November 21, 2022 | IFLR | 2 minute read

Scott Segal, co-chair of Bracewell’s Policy Resolution Group, discussed with IFLR some of the key takeaways from COP27, including financial assistance for loss and damages caused by extreme weather events linked to climate change and the heightened focus on reforming the global financial system.

“The agreement is short on details regarding the final funding mechanism, delaying that discussion principally to COP28, to take place next year in the United Arab Emirates,” stated Segal on the financial assistance for loss and damages for developing nations.

Aside from direct payments from the national treasuries of developed nations, other dedicated sources of revenue were discussed, including methane fees, cross-border adjustments, and taxes placed on fossil fuel exports, Segal added.

As for implications for financial firms, Segal stated that the ground-breaking approach to establishing a multinational fund to address climate consequences underscored a general sense of urgency in the international community. Implementation and revenue sources for the fund are as yet unclear, and may have significant impacts for financial firms and those assessing climate risk management. New sources of revenue for climate mitigation and clean-energy projects in the developing world may create concrete opportunities for banks and other investment firms, particularly those with core competence in working with multilateral financial institutions. Future pledges to speed reductions in emissions may also create opportunities.

“While financial firms may stand to benefit significantly from new international climate finance pledges, they must remain attuned to increased international scrutiny to combat ‘greenwashing’ and to ensure investments achieve tangible environmental goals,” Segal continued.

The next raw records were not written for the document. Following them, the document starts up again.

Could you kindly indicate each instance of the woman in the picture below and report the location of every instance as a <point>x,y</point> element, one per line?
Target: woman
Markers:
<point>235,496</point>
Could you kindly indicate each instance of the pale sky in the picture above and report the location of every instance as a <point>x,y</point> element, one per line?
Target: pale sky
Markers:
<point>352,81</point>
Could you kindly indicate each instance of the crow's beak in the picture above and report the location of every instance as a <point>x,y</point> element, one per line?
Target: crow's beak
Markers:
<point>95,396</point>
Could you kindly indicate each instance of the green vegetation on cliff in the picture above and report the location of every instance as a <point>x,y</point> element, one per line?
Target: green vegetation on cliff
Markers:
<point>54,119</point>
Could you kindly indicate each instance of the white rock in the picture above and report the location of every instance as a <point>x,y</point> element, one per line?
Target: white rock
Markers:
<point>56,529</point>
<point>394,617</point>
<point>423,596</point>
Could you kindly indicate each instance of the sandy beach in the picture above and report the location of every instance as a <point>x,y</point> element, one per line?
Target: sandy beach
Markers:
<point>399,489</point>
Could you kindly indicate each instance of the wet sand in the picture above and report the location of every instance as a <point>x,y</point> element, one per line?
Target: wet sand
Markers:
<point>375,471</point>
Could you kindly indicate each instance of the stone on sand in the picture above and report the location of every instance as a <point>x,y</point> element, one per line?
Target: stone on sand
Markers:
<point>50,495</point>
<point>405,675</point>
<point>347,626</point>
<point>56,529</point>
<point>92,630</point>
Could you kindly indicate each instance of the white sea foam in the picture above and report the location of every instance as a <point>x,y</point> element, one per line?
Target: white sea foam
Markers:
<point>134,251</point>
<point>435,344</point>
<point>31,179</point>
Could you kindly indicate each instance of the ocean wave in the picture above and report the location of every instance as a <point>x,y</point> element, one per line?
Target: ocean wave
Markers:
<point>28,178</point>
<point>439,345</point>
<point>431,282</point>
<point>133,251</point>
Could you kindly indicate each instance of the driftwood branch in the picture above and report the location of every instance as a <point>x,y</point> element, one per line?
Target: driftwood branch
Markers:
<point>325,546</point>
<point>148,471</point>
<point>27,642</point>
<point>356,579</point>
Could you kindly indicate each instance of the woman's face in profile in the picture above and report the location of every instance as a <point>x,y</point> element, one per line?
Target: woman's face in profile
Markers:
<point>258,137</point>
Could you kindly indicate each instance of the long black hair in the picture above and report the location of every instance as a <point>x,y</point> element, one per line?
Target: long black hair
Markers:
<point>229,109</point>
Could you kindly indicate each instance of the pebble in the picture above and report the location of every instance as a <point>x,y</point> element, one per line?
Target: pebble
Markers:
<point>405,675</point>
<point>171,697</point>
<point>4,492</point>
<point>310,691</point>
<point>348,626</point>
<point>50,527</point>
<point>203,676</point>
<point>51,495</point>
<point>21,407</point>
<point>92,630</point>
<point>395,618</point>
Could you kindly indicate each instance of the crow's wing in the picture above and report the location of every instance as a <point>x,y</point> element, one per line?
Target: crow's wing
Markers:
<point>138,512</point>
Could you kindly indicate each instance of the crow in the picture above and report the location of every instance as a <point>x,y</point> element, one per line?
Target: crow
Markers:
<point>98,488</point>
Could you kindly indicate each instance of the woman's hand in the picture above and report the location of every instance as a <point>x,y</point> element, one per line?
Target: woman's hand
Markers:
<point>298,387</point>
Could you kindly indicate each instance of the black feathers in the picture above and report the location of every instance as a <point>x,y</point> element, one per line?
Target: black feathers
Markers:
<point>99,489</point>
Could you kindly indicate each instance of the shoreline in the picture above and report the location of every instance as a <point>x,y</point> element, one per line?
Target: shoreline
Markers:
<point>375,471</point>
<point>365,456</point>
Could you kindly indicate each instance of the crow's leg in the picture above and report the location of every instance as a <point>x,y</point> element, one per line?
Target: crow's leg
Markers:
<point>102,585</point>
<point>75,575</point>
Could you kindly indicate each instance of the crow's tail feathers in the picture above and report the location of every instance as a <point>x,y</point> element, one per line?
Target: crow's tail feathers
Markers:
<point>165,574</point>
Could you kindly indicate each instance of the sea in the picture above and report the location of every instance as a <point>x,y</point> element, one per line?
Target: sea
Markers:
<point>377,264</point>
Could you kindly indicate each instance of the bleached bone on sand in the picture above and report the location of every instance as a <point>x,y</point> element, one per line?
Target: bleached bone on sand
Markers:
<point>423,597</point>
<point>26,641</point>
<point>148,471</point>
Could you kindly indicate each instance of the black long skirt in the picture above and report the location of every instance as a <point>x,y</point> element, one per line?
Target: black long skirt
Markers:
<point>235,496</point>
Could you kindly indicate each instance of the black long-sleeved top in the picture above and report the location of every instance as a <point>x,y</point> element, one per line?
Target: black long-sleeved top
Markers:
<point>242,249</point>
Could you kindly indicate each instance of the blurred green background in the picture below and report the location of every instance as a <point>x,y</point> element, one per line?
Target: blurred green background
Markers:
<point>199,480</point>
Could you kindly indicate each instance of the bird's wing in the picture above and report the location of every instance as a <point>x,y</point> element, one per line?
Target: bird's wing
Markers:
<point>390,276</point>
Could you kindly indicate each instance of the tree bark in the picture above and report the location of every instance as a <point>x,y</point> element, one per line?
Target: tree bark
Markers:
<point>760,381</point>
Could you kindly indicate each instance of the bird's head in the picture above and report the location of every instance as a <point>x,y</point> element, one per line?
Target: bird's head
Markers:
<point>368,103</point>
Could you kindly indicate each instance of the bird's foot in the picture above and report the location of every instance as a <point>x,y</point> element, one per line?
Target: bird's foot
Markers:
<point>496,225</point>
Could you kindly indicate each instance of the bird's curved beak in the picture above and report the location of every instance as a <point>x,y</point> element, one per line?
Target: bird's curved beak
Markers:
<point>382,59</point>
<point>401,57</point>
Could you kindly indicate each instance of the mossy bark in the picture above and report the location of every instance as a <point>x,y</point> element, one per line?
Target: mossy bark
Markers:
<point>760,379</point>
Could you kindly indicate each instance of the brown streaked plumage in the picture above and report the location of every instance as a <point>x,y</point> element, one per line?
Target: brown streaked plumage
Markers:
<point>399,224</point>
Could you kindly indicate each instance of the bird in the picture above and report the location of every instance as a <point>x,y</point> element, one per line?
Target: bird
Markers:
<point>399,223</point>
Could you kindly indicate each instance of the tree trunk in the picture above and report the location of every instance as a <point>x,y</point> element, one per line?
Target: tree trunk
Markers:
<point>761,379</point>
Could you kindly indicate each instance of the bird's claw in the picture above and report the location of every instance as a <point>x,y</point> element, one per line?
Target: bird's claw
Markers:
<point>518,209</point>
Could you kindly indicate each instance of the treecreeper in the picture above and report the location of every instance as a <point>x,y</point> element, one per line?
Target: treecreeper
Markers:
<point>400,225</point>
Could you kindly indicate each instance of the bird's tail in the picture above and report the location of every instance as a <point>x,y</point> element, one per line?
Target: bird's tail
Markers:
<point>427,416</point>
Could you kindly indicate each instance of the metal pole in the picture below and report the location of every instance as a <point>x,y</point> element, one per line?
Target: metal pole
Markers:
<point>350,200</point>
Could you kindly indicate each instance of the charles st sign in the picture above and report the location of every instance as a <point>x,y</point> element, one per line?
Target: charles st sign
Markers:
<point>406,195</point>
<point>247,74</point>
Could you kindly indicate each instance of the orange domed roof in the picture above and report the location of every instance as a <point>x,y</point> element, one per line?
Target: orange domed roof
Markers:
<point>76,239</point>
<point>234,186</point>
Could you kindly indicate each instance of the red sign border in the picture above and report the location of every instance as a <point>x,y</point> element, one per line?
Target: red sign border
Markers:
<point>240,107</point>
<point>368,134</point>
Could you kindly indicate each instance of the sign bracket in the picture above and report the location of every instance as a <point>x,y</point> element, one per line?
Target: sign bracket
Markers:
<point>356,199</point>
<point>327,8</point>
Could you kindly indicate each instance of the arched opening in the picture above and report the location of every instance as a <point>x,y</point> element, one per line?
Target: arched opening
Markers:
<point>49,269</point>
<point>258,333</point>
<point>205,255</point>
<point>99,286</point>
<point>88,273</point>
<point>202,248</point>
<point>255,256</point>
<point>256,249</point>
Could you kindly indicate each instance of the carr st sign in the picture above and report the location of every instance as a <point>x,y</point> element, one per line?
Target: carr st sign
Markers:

A variety of new public and private climate financing initiatives were announced at COP27 to channel investment to poorer nations impacted by climate change, but these finance efforts will involve “stricter scrutiny” to ensure funds are reducing emissions and not simply offsetting them.

In addition, Segal stated financial firms and risk management teams should continue to monitor implementation of international climate finance pledges to see how they can participate in new public-private deals and to understand how international compliance regimes may impact their investment decisions.

“In light of the adoption of the Inflation Reduction Act in the US, and continued inflationary impacts in part related to government spending, it is difficult to see the Biden Administration advocating for large funding commitments to an emerging United Nations effort,” Segal added. While the US negotiating team did reverse previous views on compensation, and offered support for the concept, a presidential election is just two years away – placing COP28 squarely in campaign season.